Extending FG+FF Confidence +Supply deal into 2020 is right decision for the Country + will allow Govt to plan compr… twitter.com/i/web/status/1…—
Simon Coveney (@simoncoveney) December 12, 2018
There are just over three months left for the British government to cobble together a solution. That solution will not be in further negotiations with Europe. Those negotiations are over. As far as the EU is concerned, the withdrawal agreement has been negotiated and settled. Europe is holding the UK to that agreement, saying: Take it or leave it. It is now up to the British Prime Minister to find a solution within the United Kingdom. This is Britain’s problem. The solution will have to be British.

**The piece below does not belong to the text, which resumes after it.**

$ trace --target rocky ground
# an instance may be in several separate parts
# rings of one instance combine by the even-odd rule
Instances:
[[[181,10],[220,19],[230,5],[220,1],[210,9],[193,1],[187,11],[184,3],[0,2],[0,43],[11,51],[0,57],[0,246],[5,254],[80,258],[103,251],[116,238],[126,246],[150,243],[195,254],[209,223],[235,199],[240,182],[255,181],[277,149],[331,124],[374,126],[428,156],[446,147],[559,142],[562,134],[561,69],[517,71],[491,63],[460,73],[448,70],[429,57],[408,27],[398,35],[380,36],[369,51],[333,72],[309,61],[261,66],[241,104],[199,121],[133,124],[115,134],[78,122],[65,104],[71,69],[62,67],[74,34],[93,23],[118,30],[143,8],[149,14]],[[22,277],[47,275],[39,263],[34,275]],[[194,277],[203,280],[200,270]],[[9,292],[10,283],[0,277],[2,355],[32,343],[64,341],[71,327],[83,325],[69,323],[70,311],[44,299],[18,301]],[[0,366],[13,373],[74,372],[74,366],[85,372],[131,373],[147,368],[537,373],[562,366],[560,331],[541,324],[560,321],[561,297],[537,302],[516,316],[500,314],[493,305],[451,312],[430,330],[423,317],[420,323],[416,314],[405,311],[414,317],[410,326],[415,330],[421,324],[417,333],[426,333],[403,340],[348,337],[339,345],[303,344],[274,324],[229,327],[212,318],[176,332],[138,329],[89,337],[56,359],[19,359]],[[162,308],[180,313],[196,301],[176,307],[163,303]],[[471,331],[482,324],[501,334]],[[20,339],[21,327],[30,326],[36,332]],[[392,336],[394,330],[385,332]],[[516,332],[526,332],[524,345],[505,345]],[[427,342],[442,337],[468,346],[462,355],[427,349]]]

May’s result tonight was more than a stay of execution for herself. This was a stay of execution for the British union state. Brexit, as it works itself out, has a number of grimly inevitable conclusions. It will leave the United Kingdom poorer and in a long-term downward economic decline; a weight that will be disproportionately carried by the poorest. Social tensions will be stretched to breaking point, with a sharp increase in racism and race-related hate crime. We have already seen the beginnings of this in England. A Britain isolated from the rest of Europe will drive the wedge deeper between Scotland and England, as these two countries have two very different opinions of the European Union. Brexit is the toxin that will break the bonds of union – the bonds of every social and political union that have to date held the United Kingdom together. These are the last days of the UK. By holding on to power Mrs May has merely delayed the inevitable.